We couldn’t even check-out because the office wasn’t open. It opens on the dot of eight am, but that would’ve meant staying in their beautiful large furnished apartment for a good ten minutes longer.
Well. Not having that sort of restriction on our holiday, are we?
So we locked our front door key into the apartment, and hoped that they understood our need to scurry away before daybreak really got broken.
I don’t necessarily understand myself, but you don’t get to twenty years of unmarried bliss without blindly accepting your partner’s foibles.
It’s been a number of years since we last paid a visit to Hanmer. We used to go at least once a year, at least it seems that way now, but counting back we both worked out that we haven’t been since the earthquakes, which mean about five years or so.
Still, much of the place is the same. Jolly Jack’s is empty at the moment, which was a bit of a shock, but it’s been through changes of hand in the past without harm.
The fish ‘n’ chip shop we remember down the side lane has also changed hands and cuisine, but we weren’t in the mood for fast food anyway so it didn’t bother us none.
Driving back to Christchurch however, there were a few things that made me a bit sad.
The hill next to Balmoral Forest, where your stomach always used to end up lodged somewhere in your lower jaw, has been flattened out to a shadow of its former self.
The bungy jump out over the old bridge doesn’t even seem to be in operation anymore.
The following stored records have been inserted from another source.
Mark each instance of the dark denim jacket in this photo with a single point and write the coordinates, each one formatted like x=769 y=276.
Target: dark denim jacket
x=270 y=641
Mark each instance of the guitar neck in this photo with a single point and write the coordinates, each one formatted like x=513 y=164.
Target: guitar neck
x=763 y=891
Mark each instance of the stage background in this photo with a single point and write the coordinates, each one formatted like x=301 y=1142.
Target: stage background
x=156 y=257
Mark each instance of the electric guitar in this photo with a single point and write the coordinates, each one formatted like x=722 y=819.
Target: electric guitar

If it is, then the signage around it is sadly lacking.
And worst of all is the travesty that is Frog Rock.
That was always the landmark that used to tell us we were truly on the road to or from Hanmer. The giant old rock worn by years of wind into a sculpted frog squatting on a hill; leaning out over the road as thought it were keeping watch.
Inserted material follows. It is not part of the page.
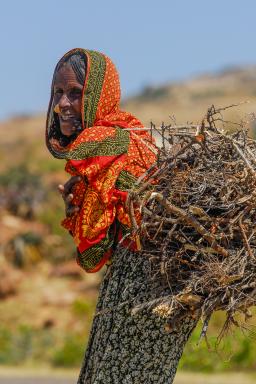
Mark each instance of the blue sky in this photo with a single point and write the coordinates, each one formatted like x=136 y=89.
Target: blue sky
x=151 y=42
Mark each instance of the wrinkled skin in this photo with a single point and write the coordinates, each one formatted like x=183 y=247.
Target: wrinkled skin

I remember when some department or other confirmed it was necessary to blow it to smithereens in order to avoid it deciding to part company with the hill one day, and potentially smashing some poor unfortunates passing on the road beneath.
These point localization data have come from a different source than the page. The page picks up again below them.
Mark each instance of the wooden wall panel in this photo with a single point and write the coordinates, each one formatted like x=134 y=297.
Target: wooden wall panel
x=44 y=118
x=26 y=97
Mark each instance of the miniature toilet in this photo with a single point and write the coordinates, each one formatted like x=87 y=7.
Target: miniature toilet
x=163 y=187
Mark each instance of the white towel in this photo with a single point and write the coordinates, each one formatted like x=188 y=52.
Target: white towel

I’m sure it was in everyone’s best interests, I certainly have no wish to be squashed to death in the car by a giant frog, but couldn’t something else be done? Maybe just carve out another bend in the road?
So now we pass the old shed proudly proclaiming FROG ROCK and there’s not a frog in sight.
The only joy comes from imagining carful after carful of people speeding past, squinting and trying to make out a natural frog sculpture that’s no longer there.